Como era de esperar, las expresiones de desesperación de los dos ancianos ante ella cambiaron al oír las siguientes palabras de Tan Bingyu.

La Gran Anciana dijo: —¿Qué… quieres decir? Tienes una forma de encontrar al Doctor Divino.

—Yo no la tengo, pero mi Señora puede encontrar al Doctor Divino. Los dos tienen algún tipo de conexión. Para encontrar al Doctor Divino, deben preguntarle a mi Señora. Es solo que la Señora se separó de nosotros cuando entramos en este reino, pero definitivamente está en el Reino de Cultivación. Una vez que la encuentren, encontrar al Doctor Divino no es imposible. Puedo jurar que mis palabras son ciertas —dijo Tan Bingyu.

La Gran Anciana frunció el ceño y dijo: —He oído que tu Señora es también la maestra del Clan Oculto Tan y que es una diosa. ¿Hay algo en este reino que pueda interesarle?

—¿Las Ruinas Antiguas?

Quien dijo estas palabras fue el marido de la Gran Anciana. Sabía que si había algo en este reino que pudiera interesar a un cultivador Huashen, solo podían ser las Ruinas Antiguas, que son una dimensión conectada a los otros reinos. La Gran Anciana se dio cuenta de que su marido podría tener razón en su suposición hasta que Tan Bingyu reveló la respuesta.

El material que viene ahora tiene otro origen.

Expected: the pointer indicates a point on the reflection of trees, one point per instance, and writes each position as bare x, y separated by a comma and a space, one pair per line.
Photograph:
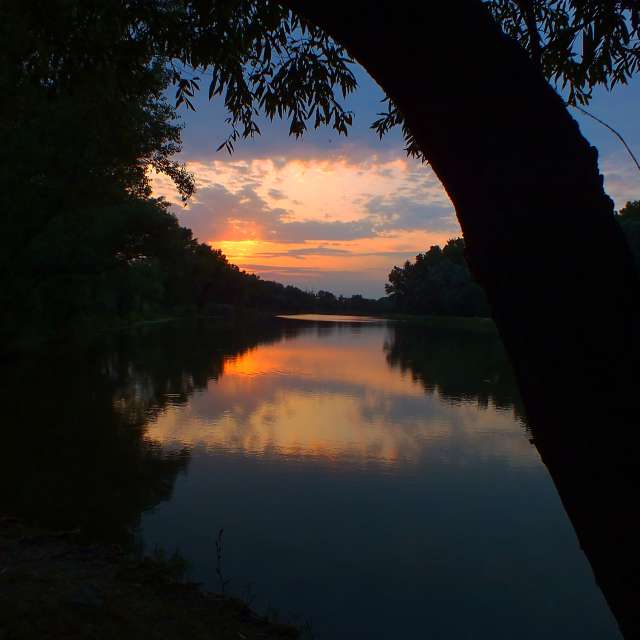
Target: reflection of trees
458, 365
596, 474
74, 449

Tan Bingyu dijo: —Sí, está interesada en las ruinas antiguas; por eso vinimos a este reino. Encuéntrenla y podrán encontrar al Doctor Divino. Siempre y cuando estén dispuestos a darle información sobre ruinas antiguas, mi Señora definitivamente les dará lo que quieren. Es solo que no sé dónde está en este momento.

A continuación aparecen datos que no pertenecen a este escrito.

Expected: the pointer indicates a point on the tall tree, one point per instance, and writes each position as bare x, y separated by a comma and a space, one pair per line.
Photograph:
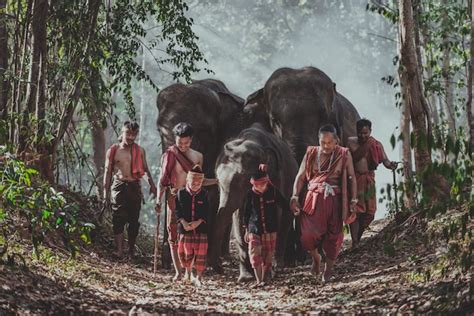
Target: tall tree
448, 101
469, 84
410, 74
4, 82
36, 83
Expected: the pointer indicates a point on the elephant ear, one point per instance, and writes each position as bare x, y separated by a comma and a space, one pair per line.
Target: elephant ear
336, 115
254, 99
272, 162
255, 109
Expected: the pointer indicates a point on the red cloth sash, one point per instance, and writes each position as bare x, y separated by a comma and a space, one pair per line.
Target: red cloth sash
171, 156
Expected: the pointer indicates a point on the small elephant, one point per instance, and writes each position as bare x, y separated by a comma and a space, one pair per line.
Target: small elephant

—De acuerdo. Movilizaré a parte de mi gente para que la busquen. Su identidad como nieta del Anciano Supremo de la Secta del Campo Estelar hace que sea más fácil encontrarla —dijo la Gran Anciana. Esto era una pequeña chispa de esperanza para la pareja de ancianos. Mientras hubiera una forma posible de despertar y tratar a su único hijo, estaban dispuestos a hacer cualquier cosa.